- Ed Skrein, Patrick Wilson, Woody Harrelson
- Wes Tooke
- Roland Emmerich
- PG (Canada), PG-13 (United States)
- Running Time
- 138 minutes
- Release Date
- November 8th, 2019
December 7th, 1941. World War II. Pearl Harbor was attacked by surprise by the Japanese, leaving thousands of dead and injured people and the moral of the country, and especially, of the soldiers who survived completely shattered. The attack prompted the U.S. into the war, and they stroke back the Japanese with everything they had. Japan had a large fleet in the Pacific, and the U.S. was aware of their superiority in both technique and armory.
Military intelligence in Pearl Harbor discovered that the Japanese had a new target: The Midway atoll, as the name states, the midway point between the U.S. and Asia. It was a strategic place for the Americans and the Japanese knew that conquering the atoll would weaken their enemy’s defenses. The U.S. also knew that, and still holding a grudge over the massacre in Pearl Harbor, concocts a plan to strike the core of the Japanese force
Midway is a film directed by Roland Emmerich thus it’s safe to go into it without waiting for much depth or a creative script. His films are generally big pieces of entertainment with a surplus of characters and little plot. If one doesn’t mind this fact and adjusts their expectations accordingly and if the film is done with a little bit more care than usual, they can be often be entertaining.
With Midway, Emmerich sticks to his usual here, resulting in one of his best efforts. The story follows more than a dozen of different characters, all involved in the attack on Pearl Harbor and the fight for Midway. One of the most interesting aspects of the film is how it felt reminiscent to old-fashioned war movie like From Here to Eternity and Sands of Iwo Jima. Meanwhile, a film like Dunkirk, set in the same time period, feels much more modern because of Christopher Nolan’s work behind the camera. However, Emmerich chose to go in a different direction with this film in giving it a more classic feel.
It’s impossible to talk about the many character arcs within Midway as the film is not a character driven story but rather one where the characters all served as a means to an end. Though their conflicts were pretty simple, they are all depicted in an honest way. The film also doesn’t shy away from the mistakes perpetrated by the Americans, which was refreshing to see or at least until the point where it becomes cornily patriotic. Where the film truly stands out, of course, was its action scenes. Emmerich, very much a veteran of the genre, managed to carry over some of these moments, providing plenty to be enthusiastic about. While nothing stands out as particularly groundbreaking or inventive about these moments, they were still exciting to watch.
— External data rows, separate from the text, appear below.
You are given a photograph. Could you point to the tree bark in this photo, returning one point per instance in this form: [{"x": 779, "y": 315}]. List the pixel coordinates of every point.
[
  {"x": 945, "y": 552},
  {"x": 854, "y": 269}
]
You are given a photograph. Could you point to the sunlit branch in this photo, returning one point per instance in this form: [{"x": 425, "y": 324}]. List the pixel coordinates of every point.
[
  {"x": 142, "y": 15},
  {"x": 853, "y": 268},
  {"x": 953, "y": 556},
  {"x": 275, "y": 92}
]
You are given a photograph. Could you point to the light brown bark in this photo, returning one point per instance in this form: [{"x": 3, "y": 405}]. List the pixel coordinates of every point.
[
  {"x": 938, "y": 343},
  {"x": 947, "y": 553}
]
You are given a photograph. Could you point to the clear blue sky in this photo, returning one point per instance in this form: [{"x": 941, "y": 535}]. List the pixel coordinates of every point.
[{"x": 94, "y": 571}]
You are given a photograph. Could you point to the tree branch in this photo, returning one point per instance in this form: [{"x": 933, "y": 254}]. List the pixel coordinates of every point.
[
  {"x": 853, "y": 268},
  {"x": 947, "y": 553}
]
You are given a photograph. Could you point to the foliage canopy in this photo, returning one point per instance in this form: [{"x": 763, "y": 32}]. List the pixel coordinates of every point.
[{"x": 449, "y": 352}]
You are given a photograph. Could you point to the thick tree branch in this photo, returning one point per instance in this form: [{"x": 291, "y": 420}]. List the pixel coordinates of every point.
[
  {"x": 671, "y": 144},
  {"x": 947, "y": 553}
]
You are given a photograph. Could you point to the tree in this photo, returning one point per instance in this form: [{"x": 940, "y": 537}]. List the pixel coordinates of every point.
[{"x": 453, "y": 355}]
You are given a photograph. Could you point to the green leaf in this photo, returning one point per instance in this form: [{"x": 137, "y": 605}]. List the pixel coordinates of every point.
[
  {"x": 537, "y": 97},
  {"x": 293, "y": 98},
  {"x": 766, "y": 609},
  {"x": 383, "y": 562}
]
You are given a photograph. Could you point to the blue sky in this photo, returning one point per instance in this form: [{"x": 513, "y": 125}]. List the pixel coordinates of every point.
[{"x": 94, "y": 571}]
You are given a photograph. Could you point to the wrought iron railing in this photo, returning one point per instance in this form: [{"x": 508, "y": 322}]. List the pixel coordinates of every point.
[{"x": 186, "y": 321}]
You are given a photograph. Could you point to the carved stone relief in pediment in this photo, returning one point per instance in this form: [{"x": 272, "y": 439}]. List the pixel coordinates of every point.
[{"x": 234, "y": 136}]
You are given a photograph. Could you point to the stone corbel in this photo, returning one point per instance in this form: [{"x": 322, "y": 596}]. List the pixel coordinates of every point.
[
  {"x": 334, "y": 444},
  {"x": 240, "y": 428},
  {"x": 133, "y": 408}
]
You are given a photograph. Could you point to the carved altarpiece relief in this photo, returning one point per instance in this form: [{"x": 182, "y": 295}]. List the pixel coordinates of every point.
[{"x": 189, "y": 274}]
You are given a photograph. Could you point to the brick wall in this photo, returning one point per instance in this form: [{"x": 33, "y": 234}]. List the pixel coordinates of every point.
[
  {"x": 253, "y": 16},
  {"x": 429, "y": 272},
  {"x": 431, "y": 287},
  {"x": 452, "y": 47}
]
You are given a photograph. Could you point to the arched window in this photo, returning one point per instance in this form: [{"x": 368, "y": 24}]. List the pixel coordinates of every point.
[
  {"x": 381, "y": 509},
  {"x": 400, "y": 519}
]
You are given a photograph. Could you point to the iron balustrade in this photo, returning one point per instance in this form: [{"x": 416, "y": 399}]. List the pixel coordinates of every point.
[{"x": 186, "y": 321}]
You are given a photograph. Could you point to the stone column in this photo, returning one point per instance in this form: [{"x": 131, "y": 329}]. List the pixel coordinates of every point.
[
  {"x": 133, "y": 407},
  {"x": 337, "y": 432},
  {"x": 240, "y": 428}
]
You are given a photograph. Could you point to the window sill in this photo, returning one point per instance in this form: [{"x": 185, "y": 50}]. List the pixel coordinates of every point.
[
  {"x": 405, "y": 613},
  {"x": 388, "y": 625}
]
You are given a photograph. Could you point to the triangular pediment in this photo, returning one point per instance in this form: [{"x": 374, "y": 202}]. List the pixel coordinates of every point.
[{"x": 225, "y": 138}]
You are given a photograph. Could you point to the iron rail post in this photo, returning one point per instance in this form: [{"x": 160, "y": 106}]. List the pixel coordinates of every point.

Midway has plenty of melodramatic moments that will make it seem like an older film. For the most part, it was straightforward and done the right way. All the actors across the board managed to deliver honest hardworking performances, from Aaron Eckhart to Darren Criss, Dennis Quaid, Mandy Moore, Nick Jonas, Jake Weber and Luke Evans. The trio of protagonists Skrein, Wilson and Woody Harrelson as Lieutenant Richard ‘Dick’ Best, Edwin Layton, and Admiral Chester Nimitz respectively, all deliver good performances that helped give the story more weight.
In the end, Midway is an okay movie and one that will be more appreciated when going in with low expectations, making it a good piece of entertainment.